Dear MetaChat bunnies,
Thank you for welcoming me into your midst. I may not post much, but I think you are all batshit insane. That is a good thing

Much love,
posted by brina 10 January | 17:46
Dear muddgirl,

It is difficult to understand how someone having a user name with the warmth and depth of yours -- resonating, as it does, with the iconographies of both post and pre history -- could be envious of any other, but I have never been one to stand between impulse (generous, impetuous or otherwise) and its object, so please feel free to use my user name at will and whim, with the proviso only that it brings a moment's delight.
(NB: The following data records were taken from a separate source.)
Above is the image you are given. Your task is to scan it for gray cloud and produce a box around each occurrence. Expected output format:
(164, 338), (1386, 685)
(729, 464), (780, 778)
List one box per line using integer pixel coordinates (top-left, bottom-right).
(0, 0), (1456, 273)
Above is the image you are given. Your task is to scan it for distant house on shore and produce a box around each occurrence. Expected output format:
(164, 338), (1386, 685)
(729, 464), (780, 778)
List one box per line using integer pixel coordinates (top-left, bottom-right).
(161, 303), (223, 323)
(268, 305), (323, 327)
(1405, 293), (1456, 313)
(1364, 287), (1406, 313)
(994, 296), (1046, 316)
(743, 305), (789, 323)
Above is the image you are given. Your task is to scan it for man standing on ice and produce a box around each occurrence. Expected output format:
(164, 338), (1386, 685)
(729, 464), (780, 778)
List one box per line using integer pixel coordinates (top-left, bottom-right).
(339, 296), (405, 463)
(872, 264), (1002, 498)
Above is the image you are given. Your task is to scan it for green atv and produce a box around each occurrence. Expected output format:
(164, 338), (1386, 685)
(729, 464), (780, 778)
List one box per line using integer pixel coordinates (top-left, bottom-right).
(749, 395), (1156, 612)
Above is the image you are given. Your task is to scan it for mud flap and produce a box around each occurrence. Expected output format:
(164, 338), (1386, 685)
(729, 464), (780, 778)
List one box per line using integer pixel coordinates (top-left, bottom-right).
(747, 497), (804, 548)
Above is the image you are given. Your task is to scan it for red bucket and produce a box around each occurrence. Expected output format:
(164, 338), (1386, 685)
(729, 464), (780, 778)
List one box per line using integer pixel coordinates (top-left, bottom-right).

Chivalrous flourishes, etc.,


posted by bigblueroom 10 January | 18:36
Dear life

I fucking hate you

Love

TDF
posted by TheDonF 10 January | 18:59
Dear Metachat,

Thanks for everything.

Love,
box
posted by box 10 January | 19:23
Dear Metachat,

Thanks for being so nice to newb's like me.

Love,
LoriFLA

posted by LoriFLA 10 January | 19:57
Dear Specklet
I am still all snotted up. I am so snotted up that i am off work till Monday. Love Ramix

Dear Puspicle
Thank you for your text message. I was as sick as a dog but i was able to TIVO the show. I will watch it this evening. Love Ramix

Dear Lipstick Thespian
How is your new job? I hope you aren't setting any fires. Love Ramix

Dear Pi
Thank you for your wimpy flameout of yesteryear. Love Ramix

Dear cmonkey
When i get better, lets do beer! Love Ramix

Dear loquacious
I saw the snow too...and it sucked! Love Ramix

Dear britsquad
I miss being in london. Please eat a cadbury's flake and some hula-hoops on my behalf. Love Ramix

Dear Aussieaussieaussiesquad
I love bunnies koalas. Love Ramix

Dear Taz
I like all things taz. Love Ramix

Dear Ramix
Shut up now
Love ramix
posted by ramix 10 January | 21:39
Dear Specklet,
I have a feeling that one or two bunnies, particularly of the male persuasion, just might have a copy of that photo. If so, be not ashamed, o bunnies and Specklet. It was indeed a glorious photo. I wish you the best of luck in locating it.
admiringly yours,
elizard

Dear Lime Tortilla Chips
Please stop shouting at me. I know you're there. I've had enough. It's late. Shut up already.
Munchily yours,
elizard

Dear person who has my Sleater Kinney cd,
Why did you leave me the case? Just to taunt me? I hope it explodes in your machine. If you returned the empty case unwittingly, why not call me and give me back the cd? Whyyyy?
Shoutily yours,
elizard

Dear Metachat,
You are the sunshine of my life. You make me laugh and laugh and laugh. Your warm fuzziness soothes me like...like a warm fuzzy thing. Thank you for that.
Whuffily yours,
elizard

Dear ramix,
Just trying to keep you company. Hope your cold goes away.
yours in verbosity,
elizard
posted by elizard 10 January | 23:23
Dear Ramix
Don't shut up! More!
xoxo,
Sass

Dear Orange Swan
I ate brussels sprouts I hope they count. I also am about to go to bed and brush my teeth once my housemate exits the shower. And no snow in TO is the way to go. Fo sho.

Stories???

xoxo,
Sass

Dear Specklet,
I only have a copy in my mind. You may come retrieve it if you have a passport and a drill.

xoxo,
Sass

Dear other bunnies:
Hi how are you I am fine. I would like you to come visit toronto so we can hang out.

xoxo,
Sass
posted by SassHat 10 January | 23:26
Dear ramix,

yay for calling pups pupsicle! I'm gonna claim that nickname.

kisses,
'pode

Dear curb

Why the hell did you jump up and hit my foot? Now I have a jarred shoulder and bruises all down one side. And I think I broke my laptop.

Fuck you,
gaspode.
posted by gaspode 10 January | 23:43
Dear Specklet,

I have not had the fortune of seeing The Glory Pictures. But I heard they were Specktacular! Love, redvixen

Dear Metachat,

Thanks for all you've done for me! You are all the best! I look forward to reading all of your posts.